Fighting back tears today, Weatherhead-Saul recounted her harrowing experience aboard the NJ Transit train.
HOBOKEN -- Jamie Weatherhead-Saul had just sent a text message as her train was pulling into the Hoboken terminal this morning. The Wood-Ridge resident was standing near the train car's door preparing to disembark -- a standard practice for rail riders as a locomotive begins to slow down.
It never did.
Fighting back tears at times, Weatherhead-Saul recounted her harrowing experience aboard the NJ Transit train that crashed into the Hoboken terminal at around 8:45 a.m., killing one and leaving more than 100 injured.
"Just a second before I was texting...It just happened. It was a second's notice and everybody was just on the ground screaming," the crash survivor said from the corner of River Street and Newark Avenue.
"In that moment, that was life or death," Weatherhead-Saul added. "There was no indication of whether the train was going to actually stop."
Gov.
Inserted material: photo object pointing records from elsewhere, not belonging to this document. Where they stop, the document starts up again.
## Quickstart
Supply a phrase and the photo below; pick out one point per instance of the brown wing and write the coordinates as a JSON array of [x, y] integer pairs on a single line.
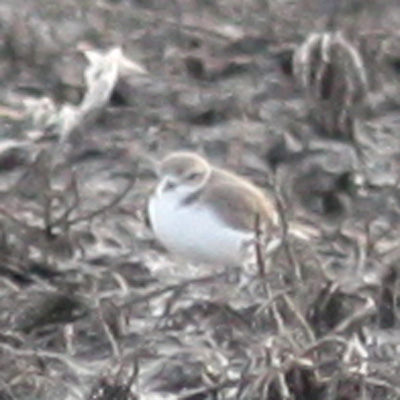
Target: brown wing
[[240, 203]]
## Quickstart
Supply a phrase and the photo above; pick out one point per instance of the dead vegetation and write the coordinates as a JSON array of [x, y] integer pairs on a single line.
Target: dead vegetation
[[91, 308]]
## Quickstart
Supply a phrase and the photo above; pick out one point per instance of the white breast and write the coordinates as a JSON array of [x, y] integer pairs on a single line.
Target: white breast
[[195, 232]]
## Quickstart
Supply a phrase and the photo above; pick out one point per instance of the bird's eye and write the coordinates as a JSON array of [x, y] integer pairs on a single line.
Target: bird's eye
[[193, 176]]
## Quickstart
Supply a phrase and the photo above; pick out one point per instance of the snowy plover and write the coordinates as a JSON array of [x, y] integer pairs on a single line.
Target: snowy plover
[[207, 214]]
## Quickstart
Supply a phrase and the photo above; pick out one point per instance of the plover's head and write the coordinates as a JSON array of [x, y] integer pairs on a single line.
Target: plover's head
[[183, 173]]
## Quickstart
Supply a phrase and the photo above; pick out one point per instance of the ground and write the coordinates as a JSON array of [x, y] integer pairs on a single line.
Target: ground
[[92, 307]]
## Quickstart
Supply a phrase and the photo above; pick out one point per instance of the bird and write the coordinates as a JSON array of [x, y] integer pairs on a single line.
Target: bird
[[207, 214]]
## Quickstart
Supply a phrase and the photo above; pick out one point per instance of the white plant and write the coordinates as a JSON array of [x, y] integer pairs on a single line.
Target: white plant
[[101, 76]]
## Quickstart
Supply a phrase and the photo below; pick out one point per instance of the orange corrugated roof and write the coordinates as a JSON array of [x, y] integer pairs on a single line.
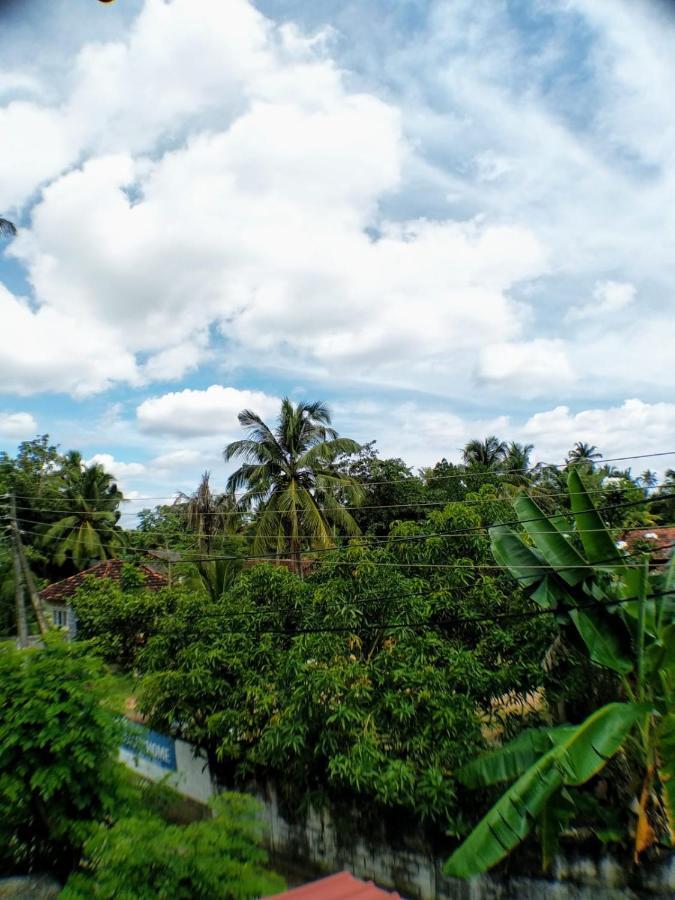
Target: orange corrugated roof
[[342, 886]]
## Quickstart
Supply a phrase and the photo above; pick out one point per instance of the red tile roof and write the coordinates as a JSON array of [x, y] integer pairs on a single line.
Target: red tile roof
[[342, 886], [109, 568], [661, 540]]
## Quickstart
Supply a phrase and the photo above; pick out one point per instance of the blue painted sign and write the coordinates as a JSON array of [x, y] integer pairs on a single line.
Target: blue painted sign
[[150, 745]]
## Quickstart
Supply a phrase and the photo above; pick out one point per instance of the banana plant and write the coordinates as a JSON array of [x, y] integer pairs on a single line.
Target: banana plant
[[622, 615]]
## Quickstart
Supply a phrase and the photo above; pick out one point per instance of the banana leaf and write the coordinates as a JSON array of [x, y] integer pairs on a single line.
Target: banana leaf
[[525, 564], [551, 542], [600, 635], [665, 737], [510, 761], [596, 540], [571, 762]]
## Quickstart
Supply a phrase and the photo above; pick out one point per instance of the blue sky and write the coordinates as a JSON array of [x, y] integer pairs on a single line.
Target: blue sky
[[445, 218]]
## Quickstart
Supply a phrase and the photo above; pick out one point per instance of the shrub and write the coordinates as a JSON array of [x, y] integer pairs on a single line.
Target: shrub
[[143, 858]]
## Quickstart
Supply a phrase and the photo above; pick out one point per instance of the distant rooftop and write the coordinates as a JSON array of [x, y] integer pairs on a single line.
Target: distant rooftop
[[660, 539], [60, 591], [342, 886]]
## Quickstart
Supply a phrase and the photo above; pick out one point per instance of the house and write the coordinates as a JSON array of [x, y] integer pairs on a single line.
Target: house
[[342, 886], [56, 597], [657, 540]]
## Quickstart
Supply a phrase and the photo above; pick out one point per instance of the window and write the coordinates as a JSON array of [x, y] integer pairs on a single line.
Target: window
[[60, 617]]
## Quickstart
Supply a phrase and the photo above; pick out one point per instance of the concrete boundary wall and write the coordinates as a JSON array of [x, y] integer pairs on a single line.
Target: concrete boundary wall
[[317, 842]]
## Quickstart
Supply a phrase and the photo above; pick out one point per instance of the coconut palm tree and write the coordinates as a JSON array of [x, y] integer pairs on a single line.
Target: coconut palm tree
[[208, 515], [289, 478], [583, 453], [214, 519], [516, 464], [649, 479], [88, 531], [488, 453]]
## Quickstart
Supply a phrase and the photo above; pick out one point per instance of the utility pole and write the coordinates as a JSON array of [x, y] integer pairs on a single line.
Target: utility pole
[[21, 621], [25, 570]]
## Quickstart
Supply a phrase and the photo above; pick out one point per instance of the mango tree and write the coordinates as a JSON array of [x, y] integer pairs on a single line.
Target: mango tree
[[622, 615]]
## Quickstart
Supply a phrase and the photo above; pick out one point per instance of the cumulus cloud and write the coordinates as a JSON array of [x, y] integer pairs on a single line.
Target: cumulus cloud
[[17, 425], [119, 470], [531, 368], [263, 218], [195, 413], [609, 297], [422, 435], [53, 349], [632, 427]]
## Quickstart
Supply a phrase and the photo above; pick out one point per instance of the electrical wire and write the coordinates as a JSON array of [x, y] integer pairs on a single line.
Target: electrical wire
[[422, 503], [462, 620], [467, 473], [364, 541]]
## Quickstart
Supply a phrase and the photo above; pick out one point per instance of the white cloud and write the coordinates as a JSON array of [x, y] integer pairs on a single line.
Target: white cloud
[[632, 427], [423, 435], [53, 349], [119, 470], [176, 460], [211, 412], [531, 368], [258, 223], [17, 425], [609, 297]]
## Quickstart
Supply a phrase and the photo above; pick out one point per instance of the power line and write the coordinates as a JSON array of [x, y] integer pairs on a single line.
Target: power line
[[462, 620], [422, 503], [354, 541], [365, 541], [466, 473]]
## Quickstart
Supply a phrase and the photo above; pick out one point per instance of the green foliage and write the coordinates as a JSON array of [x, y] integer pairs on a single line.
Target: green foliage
[[57, 749], [85, 530], [576, 755], [576, 570], [289, 476], [120, 618], [364, 679], [390, 490], [143, 858]]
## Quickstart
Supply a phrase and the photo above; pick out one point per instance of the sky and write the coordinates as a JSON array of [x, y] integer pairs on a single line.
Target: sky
[[447, 219]]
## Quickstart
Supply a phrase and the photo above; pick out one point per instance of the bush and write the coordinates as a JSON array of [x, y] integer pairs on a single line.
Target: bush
[[119, 619], [143, 857], [58, 744]]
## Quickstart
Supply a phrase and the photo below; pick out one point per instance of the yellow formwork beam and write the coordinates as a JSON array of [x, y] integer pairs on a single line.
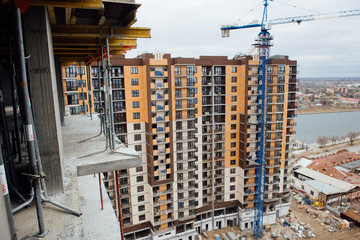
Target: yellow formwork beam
[[90, 49], [99, 31], [87, 4], [93, 42], [79, 53]]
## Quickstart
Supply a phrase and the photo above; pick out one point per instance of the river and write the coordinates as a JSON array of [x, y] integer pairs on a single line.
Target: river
[[310, 126]]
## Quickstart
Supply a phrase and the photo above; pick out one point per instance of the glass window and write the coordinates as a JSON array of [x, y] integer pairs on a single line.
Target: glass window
[[136, 104], [134, 70], [135, 93], [134, 81], [136, 115], [141, 198]]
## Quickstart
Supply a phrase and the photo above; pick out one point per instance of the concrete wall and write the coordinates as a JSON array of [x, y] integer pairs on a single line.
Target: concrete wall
[[44, 95], [4, 224]]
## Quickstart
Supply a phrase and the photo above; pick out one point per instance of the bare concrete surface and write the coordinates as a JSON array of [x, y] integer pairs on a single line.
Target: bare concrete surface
[[80, 193], [84, 140]]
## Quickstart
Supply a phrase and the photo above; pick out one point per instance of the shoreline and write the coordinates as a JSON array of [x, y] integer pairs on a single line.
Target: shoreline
[[325, 111]]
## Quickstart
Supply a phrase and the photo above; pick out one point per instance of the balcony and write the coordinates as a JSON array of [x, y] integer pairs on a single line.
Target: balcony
[[160, 96], [158, 73], [158, 85]]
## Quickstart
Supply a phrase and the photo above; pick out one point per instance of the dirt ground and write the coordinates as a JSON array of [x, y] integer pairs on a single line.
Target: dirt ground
[[320, 231]]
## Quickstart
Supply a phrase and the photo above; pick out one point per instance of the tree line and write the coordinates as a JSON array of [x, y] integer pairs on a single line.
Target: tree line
[[350, 137]]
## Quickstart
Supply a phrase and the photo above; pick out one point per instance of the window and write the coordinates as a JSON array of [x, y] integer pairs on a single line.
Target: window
[[137, 126], [136, 104], [134, 81], [126, 220], [137, 137], [136, 115], [81, 96], [177, 71], [133, 70], [70, 71], [82, 71], [142, 217], [81, 83], [135, 93]]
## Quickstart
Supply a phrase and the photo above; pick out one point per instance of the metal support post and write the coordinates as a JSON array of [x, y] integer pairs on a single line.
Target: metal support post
[[109, 84], [5, 191], [15, 104], [213, 149], [101, 199], [82, 88], [25, 105], [88, 70], [117, 185], [9, 160]]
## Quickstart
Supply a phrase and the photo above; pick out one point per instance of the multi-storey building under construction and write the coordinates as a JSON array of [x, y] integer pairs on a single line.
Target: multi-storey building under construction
[[194, 122]]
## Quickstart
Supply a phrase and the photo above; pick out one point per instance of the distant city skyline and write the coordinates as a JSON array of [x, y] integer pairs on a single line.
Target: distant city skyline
[[323, 48]]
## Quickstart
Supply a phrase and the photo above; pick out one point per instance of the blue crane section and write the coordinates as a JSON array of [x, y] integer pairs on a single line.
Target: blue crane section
[[263, 43]]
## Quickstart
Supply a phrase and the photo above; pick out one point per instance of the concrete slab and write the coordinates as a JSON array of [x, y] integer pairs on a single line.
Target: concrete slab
[[81, 137], [80, 193], [98, 224]]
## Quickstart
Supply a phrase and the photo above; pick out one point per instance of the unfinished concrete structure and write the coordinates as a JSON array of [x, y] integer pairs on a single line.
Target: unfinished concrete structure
[[193, 119], [46, 34]]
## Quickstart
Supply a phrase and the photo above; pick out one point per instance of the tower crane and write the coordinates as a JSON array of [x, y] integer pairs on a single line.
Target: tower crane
[[263, 43]]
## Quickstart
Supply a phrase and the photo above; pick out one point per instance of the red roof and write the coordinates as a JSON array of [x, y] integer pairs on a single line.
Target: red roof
[[327, 164]]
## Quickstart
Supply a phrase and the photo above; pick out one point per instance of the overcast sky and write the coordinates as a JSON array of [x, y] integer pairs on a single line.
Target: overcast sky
[[190, 28]]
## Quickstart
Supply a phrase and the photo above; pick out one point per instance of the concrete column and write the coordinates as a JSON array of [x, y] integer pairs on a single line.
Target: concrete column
[[44, 95], [4, 224], [60, 86]]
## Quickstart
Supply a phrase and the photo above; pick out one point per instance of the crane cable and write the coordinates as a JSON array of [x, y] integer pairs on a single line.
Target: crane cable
[[289, 5], [260, 3]]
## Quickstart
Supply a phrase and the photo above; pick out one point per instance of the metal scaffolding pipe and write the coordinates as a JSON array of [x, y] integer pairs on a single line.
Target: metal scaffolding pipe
[[25, 105], [5, 191], [70, 210], [111, 111]]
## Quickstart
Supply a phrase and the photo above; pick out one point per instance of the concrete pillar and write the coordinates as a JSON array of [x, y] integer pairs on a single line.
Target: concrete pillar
[[4, 224], [44, 95], [60, 86]]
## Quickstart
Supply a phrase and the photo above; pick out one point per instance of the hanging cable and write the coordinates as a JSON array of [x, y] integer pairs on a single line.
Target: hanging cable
[[294, 6], [251, 10]]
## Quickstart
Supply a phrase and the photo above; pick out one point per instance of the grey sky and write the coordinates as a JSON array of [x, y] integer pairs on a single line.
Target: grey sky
[[190, 28]]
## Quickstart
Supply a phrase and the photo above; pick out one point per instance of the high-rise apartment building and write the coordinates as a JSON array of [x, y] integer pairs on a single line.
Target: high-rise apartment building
[[194, 122], [76, 88]]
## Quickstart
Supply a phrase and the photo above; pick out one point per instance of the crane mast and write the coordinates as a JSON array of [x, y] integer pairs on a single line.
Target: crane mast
[[263, 43]]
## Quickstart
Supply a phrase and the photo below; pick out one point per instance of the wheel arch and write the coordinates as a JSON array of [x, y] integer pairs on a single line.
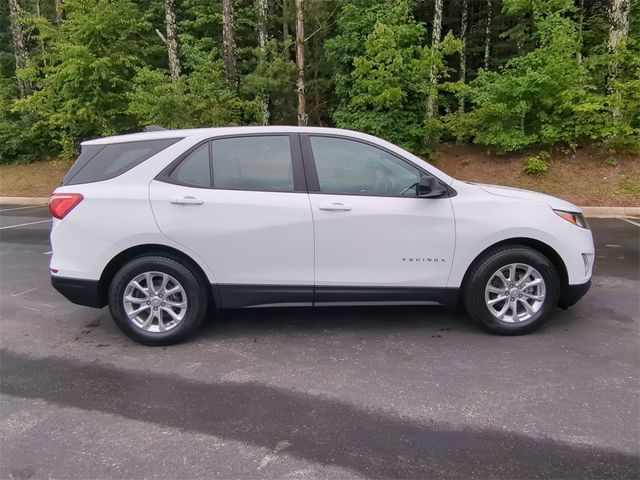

Chris Christie said this afternoon the train was traveling at a high rate of speed when it crashed, killing a 34-year-old woman from Hoboken.
In the minutes that followed the horrific accident, police and first responders began diverting hundreds of commuters away from the normally-busy transportation hub.
A police officer stationed at the intersection of First and Hudson streets took to a megaphone at 9 a.m. and announced there had been a "mass casualty incident" at the terminal and directed all foot traffic to Washington Street.
With sirens blaring, emergency service vehicles raced down Washington Street, passing hundreds of onlookers suddenly scrambling for alternative means into Manhattan. Meanwhile, dozens of commuters -- seemingly all of them looking down at their cell phones -- waited in line at the corner of First Street for bus service to Manhattan.
Back at River Street and Newark Avenue, a shaken Weatherhead-Saul painted a descriptive picture of the scene inside an "extremely packed" train car after it crashed into the station.
"I guess the train conductor himself, his face was covered in blood. There were people whose faces were sliced opened, eyes swollen, gashes to their face. A lot of twisted knees or ankles. My biggest fear was that someone was dead in the front, but it looked like everyone managed to get or get some kind of help. A lot of the injuries were bloody - just bleeding.
"I'm just shaken," she added. "I got some pain from the impact, but nothing in comparison to what people are probably feeling."